Continuing my journey to prefect my scanned lecture notes, I’ll be reviewing my efforts for finding a good way to threshold scanned notes to black and white. I’ve spent several days experimenting with this stuff, and I think I’ve managed to improve on the basic methods used.
In the process of experimenting, I’ve come up with what I think are the 3 main hurdles into scanning notes (or text in general) to black and white.
- Bleeding. When using both sides of the paper the ink might be “bleed” through to the other side. Even if the ink doesn’t actually pass through, it might still be visible as kind of shadow, when scanning, just like when you hold a piece of paper in front of a light and you’re able to make out the text on the other side.
- Non-black ink. Photocopying blue ink, is notoriously messy. Scanning it to b&w, also imposes challenges.
- Skipping. This is an artifact that sometimes introduced when writing with a ballpoint pen. It’s a result of inconsistent ink flow, and is more rare with more liquid inks such as rollerballs or fountain pens.
Those issue can be visualized in the first three images. These images are the originals I’ve tested the various methods with. The other images are results of the various methods, explained in this post, and should convey the difference between them.
The basic way to convert the images to black and white, would be threshold them. A trivial improvement is achieved by using the
-monochome to automatically set the threshold. We can also disable dithering using the
+dither flag. As can be seen, with dithering, the ink bleeding produces an undesirable noise, while without it the skipping is very pronounced and the non-black ink look worse.
$ convert originals/XXX.png -monochrome XXX_mc.png $ convert originals/XXX.png +dither -monochrome XXX_mcd.png
A somewhat better way would be to use a two color quantization and only then convert it to b&w. More information can be found in ImageMagick quantization documentation.
$ convert originals/XXX.png +dither -colors 2 -colorspace gray -normalize XXX_2q.png
This slightly improved the non-black ink situation, but had no effect at all on the images with black ink (which is actually expected).
This lead me to think that my problems are local, e.g. the threshold should be computed locally, as I want different threshold around images compared to blank areas. My searches landed me in Fred’s great comparison of threshold methods, and finally in his
localthresh script. The script expects the foreground to be bright, which can be fixed using the
-n yes parameters to negate the image. There are a couple of supported methods on who to do the local thresholding. I’ve used the third, which is “local mean and mean absolute deviation”, which was the method that worked best. The radius should be big larger than the biggest feature (e.g. line) you’re trying to detect. I’ve used radius of 50 which it around 2mm for 600 DPI scan. Having a too smaller radius resulted in “outlining” of the text, while having a too big radius had little effect. The bias was chosen by trial and error, the bigger the bias the better it will clean up the “bleeding”, and the worse it will perform regarding the “skipping”. Having a smaller bias, will make the bleeding more pronounced, but will almost fix the skipping.
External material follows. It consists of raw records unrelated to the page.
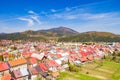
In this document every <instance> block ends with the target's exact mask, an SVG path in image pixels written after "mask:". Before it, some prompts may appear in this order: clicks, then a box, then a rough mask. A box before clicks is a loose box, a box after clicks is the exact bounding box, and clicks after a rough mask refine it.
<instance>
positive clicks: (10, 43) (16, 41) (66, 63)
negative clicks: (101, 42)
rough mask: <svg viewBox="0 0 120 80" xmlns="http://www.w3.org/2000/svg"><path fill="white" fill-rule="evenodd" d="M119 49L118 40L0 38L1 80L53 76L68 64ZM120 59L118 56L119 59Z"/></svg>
mask: <svg viewBox="0 0 120 80" xmlns="http://www.w3.org/2000/svg"><path fill="white" fill-rule="evenodd" d="M119 52H120V43H117V42H116V43H70V42H68V43H62V42H61V43H60V42H58V43H57V42H49V43H45V42H39V41H34V42H32V41H21V40H18V41H12V40H1V41H0V80H37V79H38V78H40V79H41V80H56V78H57V77H59V76H60V72H64V71H66V70H70V65H71V64H72V65H84V64H87V63H92V62H93V61H94V60H101V59H103V58H105V57H107V56H110V55H112V59H113V60H114V59H115V56H114V55H116V54H117V53H119ZM118 61H120V60H118Z"/></svg>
./localthresh -n yes -m 3 -r 50 -b 20 originals/XXX.png XXX_local50_20.png
This led me to think that I should attempt to remove the “bleeding” before trying to threshold the text. This would allow a “darker” threshold, without emphasizing the “bleeding”, as they will be gone at this stage. I’ve experimented quite a lot with this until I came up with the following process Using
and then thresholding to create a mask that contains the only the actual ink (with a bit of padding). Taking the mask composing it with the original image either via
screen or via
divide and then negating, results in a copy of the original image with the “bleeding” removed. This allows to use an aggressive threshold to emphasize the text.
Using a small geometry for the
-statistic part better removes the “bleeding” but also might remove fine lines. The first two attempts use the
Nonpeak statistic code which does a slightly better job removing bleeding, but seems to be more sensitive to the geometry. The last example of this kind uses the
minimum statistic, better handles the “skipping”, but seems to introduce a bit more noise adjacent to the text. The threshold values were found using trial and error.
$ convert originals/XXX.png \( +clone -statistic Nonpeak 10x10 -threshold 90% c\) -compose screen -composite -threshold 85% XXX_blur.png $ convert originals/XXX.png \( +clone -statistic Nonpeak 5x5 -threshold 90% \) -compose screen -composite -threshold 85% XXX_blur2.png $ convert originals/XXX.png \( +clone -statistic minimum 10x10 -negate -threshold 20% \) -compose Divide_Src -composite -threshold 85% XXX_blur4.png
This sums up several days (I got into it more than I expected. of experimenting with various methods. The images below should give you a general idea of how each method mentioned fares. I’ve also tried many variations and other methods, but the results weren’t interesting enough to report.
If you’re using a black ink, I think the last method fairs the best. It also preformed pretty well on the non-black ink. However, if you used a non-black ink, but you know that you don’t have skippings and bleedings to fix, I would go with the two color quantization.
If you know of other methods to preform this task, don’t hesitate to comment, as I would be interested to read.